Boca no se retiró del mercado de pases. Aunque el libro de incorporaciones ya cerró para la mayoría de los equipos, el "Xeneize" todavía tiene margen para sumar refuerzos y ya apunta a un nombre que seduce especialmente a Juan Román Riquelme: Ezequiel "Chimy" Ávila.

El delantero de 32 años quedó en libertad de acción luego de acordar la rescisión de su contrato con Real Betis, una situación que simplifica considerablemente cualquier negociación. Al tener el pase en su poder, Boca no necesita negociar con otro club y solo debe alcanzar un acuerdo contractual con el futbolista.

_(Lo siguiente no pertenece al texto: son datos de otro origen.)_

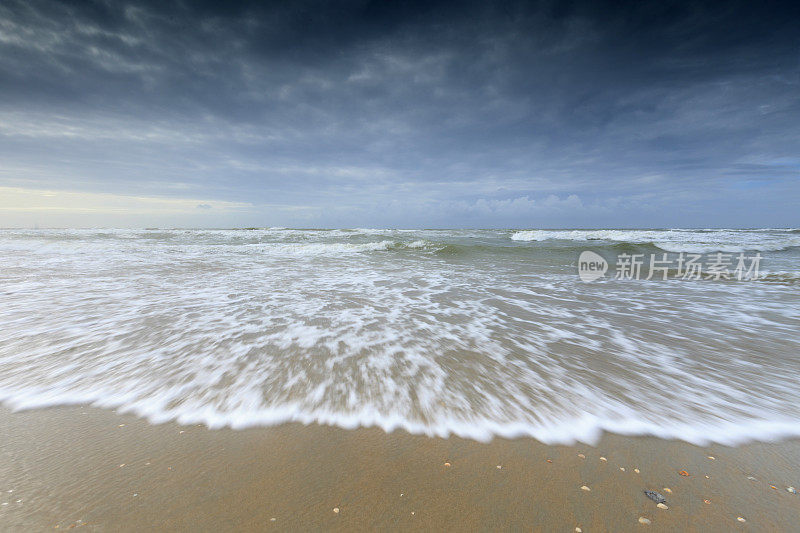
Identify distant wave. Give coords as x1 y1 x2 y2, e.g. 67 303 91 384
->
511 229 800 253
0 224 800 444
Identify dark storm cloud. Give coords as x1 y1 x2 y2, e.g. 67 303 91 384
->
0 2 800 226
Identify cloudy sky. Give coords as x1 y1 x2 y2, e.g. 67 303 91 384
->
0 0 800 227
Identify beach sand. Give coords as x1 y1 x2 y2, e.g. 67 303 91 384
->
0 407 800 532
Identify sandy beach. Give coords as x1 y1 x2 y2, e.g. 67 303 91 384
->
0 407 800 532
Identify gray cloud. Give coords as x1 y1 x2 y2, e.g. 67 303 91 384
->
0 1 800 226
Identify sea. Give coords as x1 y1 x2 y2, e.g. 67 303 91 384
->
0 228 800 445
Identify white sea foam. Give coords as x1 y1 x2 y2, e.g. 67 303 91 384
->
0 229 800 444
511 229 800 253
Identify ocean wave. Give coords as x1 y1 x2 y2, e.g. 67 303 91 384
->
511 229 800 254
0 224 800 444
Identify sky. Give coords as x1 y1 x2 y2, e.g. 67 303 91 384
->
0 0 800 228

Un viejo conocido que podría volver a la Ribera

El interés por el Chimy responde a una necesidad concreta. La situación física de Adam Bareiro, que arrastra una hernia de disco, obligó a la dirigencia a buscar una alternativa de experiencia para el centro del ataque.

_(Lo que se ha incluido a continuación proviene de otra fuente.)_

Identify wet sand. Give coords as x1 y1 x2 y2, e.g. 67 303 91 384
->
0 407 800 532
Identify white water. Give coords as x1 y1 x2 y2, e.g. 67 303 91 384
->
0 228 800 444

En ese escenario, Ávila pasó a ocupar el primer lugar de la lista.

Además de su trayectoria en el fútbol europeo, el atacante cuenta con un detalle que suma puntos dentro del Consejo de Fútbol: se formó en las divisiones inferiores de Boca, donde incluso compartió plantel con Leandro Paredes antes de iniciar su camino profesional.

Su representante, Carlos Bilicich, aseguró que ese pasado puede facilitar una eventual adaptación.

"Tiene sentido de pertenencia. Conoce perfectamente lo que significa Boca y vestir esa camiseta no le pesaría", explicó.

Ávila llega después de nueve temporadas en España, donde defendió las camisetas de Huesca, Osasuna y Betis. Su etapa más destacada fue en el conjunto de Pamplona, mientras que en la última temporada disputó 30 partidos, marcó tres goles y aportó tres asistencias, aunque en la mayoría de los encuentros ingresó desde el banco de suplentes.

Antes de emigrar a Europa también tuvo un paso por San Lorenzo, donde jugó 30 partidos oficiales.

Con ese panorama, el "Chimy" Ávila aparece hoy como el principal candidato para reforzar el ataque de un Boca que sigue buscando variantes ofensivas de cara al tramo decisivo de la temporada.